Sans marcher mais en planant au-dessus du sol, il les mena à l’autre pièce du rez-de-chaussée, celle qui avait dû être la cuisine. Un parquet en ornait le sol.
Il se posta à un endroit précis, à l’un des coins de la salle. « Approchez-vous »
D’un pas hésitant, Tancrède s’exécuta.
« Accroupissez-vous »
Une fois accroupi, Tancrède fixa le parquet et parvint, à la faible lueur du jour naissant, à distinguer les limites d’une trappe.
« Appuyez sur cette latte, oui, celle-ci »
La trappe s’entrouvrit. Tancrède la fit apparaître complètement.
Un escalier menait à une pièce secrète, en sous-sol.
« Je ne vais plus pouvoir rester visible longtemps », dit Mickaël visiblement épuisé.
« Descendez ».
Était-ce un piège, était-ce un rêve ?
Syphax ne se posa pas la question et descendit en trombe après avoir bousculé Tancrède.
« Syphax », cria-t-il en tendant le bras droit dans le vide.
Tancrède n’eut d’autre choix que de s’engouffrer à son tour, suivi peu après par Vanya et Glydis.

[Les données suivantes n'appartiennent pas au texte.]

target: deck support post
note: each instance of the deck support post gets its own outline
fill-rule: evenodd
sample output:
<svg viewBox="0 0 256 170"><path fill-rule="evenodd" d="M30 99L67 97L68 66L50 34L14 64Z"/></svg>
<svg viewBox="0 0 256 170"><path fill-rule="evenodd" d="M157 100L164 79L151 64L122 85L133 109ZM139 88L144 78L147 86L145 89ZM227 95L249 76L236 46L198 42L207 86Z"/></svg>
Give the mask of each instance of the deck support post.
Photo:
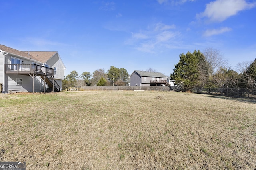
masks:
<svg viewBox="0 0 256 170"><path fill-rule="evenodd" d="M36 77L36 75L37 75L37 74L36 74L36 75L35 75L35 73L33 73L32 75L31 75L30 74L29 74L30 76L31 77L32 77L32 78L33 78L33 94L34 94L34 78L35 78L35 77Z"/></svg>
<svg viewBox="0 0 256 170"><path fill-rule="evenodd" d="M44 94L45 93L45 79L47 76L46 75L41 76L41 78L43 78L44 80Z"/></svg>

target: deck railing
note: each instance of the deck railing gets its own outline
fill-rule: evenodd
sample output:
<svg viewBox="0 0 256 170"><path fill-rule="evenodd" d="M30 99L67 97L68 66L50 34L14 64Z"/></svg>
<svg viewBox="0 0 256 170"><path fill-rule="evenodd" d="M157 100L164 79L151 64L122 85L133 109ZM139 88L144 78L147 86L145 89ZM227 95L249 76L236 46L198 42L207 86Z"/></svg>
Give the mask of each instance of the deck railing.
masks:
<svg viewBox="0 0 256 170"><path fill-rule="evenodd" d="M166 84L167 83L167 81L163 80L150 80L151 84Z"/></svg>
<svg viewBox="0 0 256 170"><path fill-rule="evenodd" d="M54 69L34 64L5 64L6 73L27 74L39 73L53 76Z"/></svg>

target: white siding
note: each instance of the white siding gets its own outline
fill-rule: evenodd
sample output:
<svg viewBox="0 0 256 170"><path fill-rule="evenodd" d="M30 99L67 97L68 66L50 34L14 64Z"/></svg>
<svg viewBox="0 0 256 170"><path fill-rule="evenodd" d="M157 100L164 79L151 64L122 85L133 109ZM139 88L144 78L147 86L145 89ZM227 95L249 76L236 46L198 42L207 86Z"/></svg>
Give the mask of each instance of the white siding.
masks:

Cette cave n’était pas très vaste, environs 4 mètres sur 7. Les torches électriques dévoilèrent des étagères remplies de tout un fatras. Mickaël n’était plus là, mais sa voix se faisait encore entendre, de plus en plus faible cependant. Soudain, une orbe lumineuse s’introduisit à travers la trappe et vint les rejoindre. Ils surent que c’était Mickaël.

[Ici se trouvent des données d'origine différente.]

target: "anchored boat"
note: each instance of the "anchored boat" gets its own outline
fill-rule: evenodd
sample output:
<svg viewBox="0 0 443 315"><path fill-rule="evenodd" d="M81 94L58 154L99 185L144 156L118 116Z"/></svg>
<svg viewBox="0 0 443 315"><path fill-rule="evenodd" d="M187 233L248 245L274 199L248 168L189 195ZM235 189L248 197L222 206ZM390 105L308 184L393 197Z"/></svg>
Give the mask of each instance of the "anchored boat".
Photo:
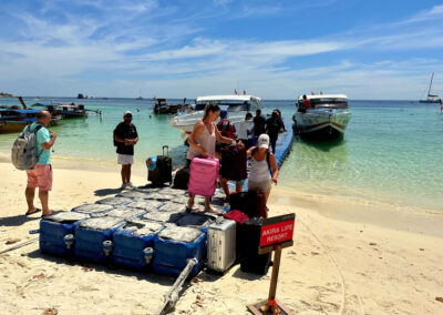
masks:
<svg viewBox="0 0 443 315"><path fill-rule="evenodd" d="M319 140L342 136L351 120L348 96L344 94L309 95L309 106L300 95L292 115L295 130L301 135Z"/></svg>
<svg viewBox="0 0 443 315"><path fill-rule="evenodd" d="M432 81L434 80L434 72L431 75L430 87L427 89L427 98L425 100L420 100L420 103L440 103L441 99L439 95L431 94Z"/></svg>
<svg viewBox="0 0 443 315"><path fill-rule="evenodd" d="M27 126L37 121L37 113L39 110L30 110L21 96L12 94L0 93L0 98L17 98L22 104L23 109L19 105L0 108L0 133L20 132ZM56 125L62 120L60 114L52 114L51 125Z"/></svg>
<svg viewBox="0 0 443 315"><path fill-rule="evenodd" d="M260 109L260 99L253 95L209 95L198 96L195 100L195 111L178 113L171 120L171 125L181 131L183 138L193 132L194 124L202 119L206 104L217 104L220 110L227 111L227 119L236 125L245 119L247 112Z"/></svg>

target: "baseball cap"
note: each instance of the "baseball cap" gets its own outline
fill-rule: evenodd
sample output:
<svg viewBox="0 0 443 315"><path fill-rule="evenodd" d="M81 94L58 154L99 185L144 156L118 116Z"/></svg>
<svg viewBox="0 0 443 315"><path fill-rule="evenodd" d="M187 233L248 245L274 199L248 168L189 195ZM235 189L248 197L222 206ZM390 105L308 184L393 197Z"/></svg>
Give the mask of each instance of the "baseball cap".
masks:
<svg viewBox="0 0 443 315"><path fill-rule="evenodd" d="M269 149L269 135L267 135L266 133L260 134L257 140L257 148Z"/></svg>

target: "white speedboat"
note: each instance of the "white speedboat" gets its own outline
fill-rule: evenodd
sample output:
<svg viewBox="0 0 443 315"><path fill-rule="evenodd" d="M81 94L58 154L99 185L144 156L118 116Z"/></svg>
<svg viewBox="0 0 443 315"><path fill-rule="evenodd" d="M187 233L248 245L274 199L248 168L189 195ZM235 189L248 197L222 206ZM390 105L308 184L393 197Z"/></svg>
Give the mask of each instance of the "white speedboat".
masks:
<svg viewBox="0 0 443 315"><path fill-rule="evenodd" d="M310 106L305 108L302 95L292 115L296 131L301 135L321 140L342 136L351 120L348 96L344 94L307 95Z"/></svg>
<svg viewBox="0 0 443 315"><path fill-rule="evenodd" d="M238 123L246 113L260 109L260 99L253 95L209 95L198 96L195 100L195 110L190 113L178 113L171 120L171 125L177 128L183 138L189 135L194 124L202 119L206 104L217 104L220 110L227 111L227 119L238 129Z"/></svg>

« Ecoutez-moi bien avant que je ne disparaisse tout à fait. Vous voyez ces petites pilules jaunes, là ? »
Ils acquiescèrent.
« Elles sont faites d’antinucléides, d’antioxydants et de stabilisateurs de l’ADN. »
« Et … ? »
Soupir. « En gros, elles protègent des radiations nucléaires. Il y en a assez pour vous tous et pour un temps relativement long, je dirais plusieurs semaines, le temps que vous accomplissiez votre mission. Une par jour et par personne. »
Tancrède et Glydis fourrèrent les bocaux dans leurs sacs respectifs.

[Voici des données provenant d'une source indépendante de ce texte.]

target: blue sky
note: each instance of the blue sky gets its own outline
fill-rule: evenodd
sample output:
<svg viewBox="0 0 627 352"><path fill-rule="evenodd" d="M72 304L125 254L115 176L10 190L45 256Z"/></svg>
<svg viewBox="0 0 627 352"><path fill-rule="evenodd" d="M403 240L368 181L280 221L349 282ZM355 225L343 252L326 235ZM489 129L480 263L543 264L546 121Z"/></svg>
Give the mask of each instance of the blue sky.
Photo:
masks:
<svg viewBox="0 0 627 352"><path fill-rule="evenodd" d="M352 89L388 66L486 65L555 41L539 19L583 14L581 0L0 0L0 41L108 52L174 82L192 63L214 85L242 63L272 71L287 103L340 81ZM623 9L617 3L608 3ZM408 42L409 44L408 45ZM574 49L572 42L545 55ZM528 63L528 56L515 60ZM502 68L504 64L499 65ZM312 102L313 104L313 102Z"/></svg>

« Ensuite, la carte, plus loin. »
Un vieux morceau de papier gisait sur une planche à moitié vermoulue. Vanya s’en empara et la déplia délicatement.
« Qu’est-ce que c’est ? »
Une carte type militaire avec un réseau de points reliés entre eux et formant une ligne brisée mais convergeant vers le centre.
« C’est une carte de la Réserve. Au centre, c’est ce qui fut le palais du Roi Kentaurus. Les points… ce sont les Sphères… »
« Comment ? Qu’avez-vous dit ? », lui dit Tancrède car la voix de Mickaël se faisait de plus en plus faible.
D’une voix plus sonore, il reprit : « Ce sont les Sphères. Les dômes dans le dôme construits par les habitants des pays détruits par la guerre et qui forment aujourd’hui la Réserve. »
Glydis eut peur de comprendre : « Les habitants ? Tu veux dire que des gens des anciens Etats ont échappé à la météorite et à l’explosion ? »
« Oui, c’est bien ça. Prévenus de l’imminence de ces catastrophes, ils se sont mis à l’abri puis, en suivant les plans de Kentaurus, ils ont construit ces sphères où la vie a pu reprendre. »
« Comment est-ce possible ? », se dit-elle comme pour elle-même, abasourdie par cette révélation.
« Pour avoir accès au secret de Kentaurus et sauver ce monde de la destruction par le soleil, il vous faudra traverser ces sphères et négocier avec ses habitants. Ce ne sera pas toujours facile. L’isolement en a rendu plus d’un…disons étranges… »
« Négocier, comment ça négocier ? », répéta Tancrède.
« Suivez le plan, ne vous en écarter pas, et tout ira bien. Mais attention, entre les sphères, le danger est partout. Sous les sphères, vous serez protégés, mais le territoire non couvert reste fortement irradié, même des décennies après. Grâce aux pilules, vous ne risquez rien, mais d’autres n’ont pas eu cette chance et ces territoires de l’entre-deux sont devenus des repaires de mutants et autres monstruosités. »
Il avait l’air de vraiment peiner pour parler. Vanya ne savait pas qu’un esprit pouvait souffrir et elle en fut très étonnée.
« Maintenant que vous savez tout, partez. Bonne chance à vous. Je vous accompagnerai, mais là, je dois reprendre des forces. »
Glydis, que le doute rongeait depuis un moment, intervint.
« Attends Mickaël. Les souffles, les murmures que j’ai entendu au rez-de-chaussée, c’était bien toi ? »
« Non ».
Elle en était sûre. D’autres entités étaient présentes, beaucoup moins bien intentionnées celles-ci.
D’ailleurs, des coups se mirent à retentir dans les murs.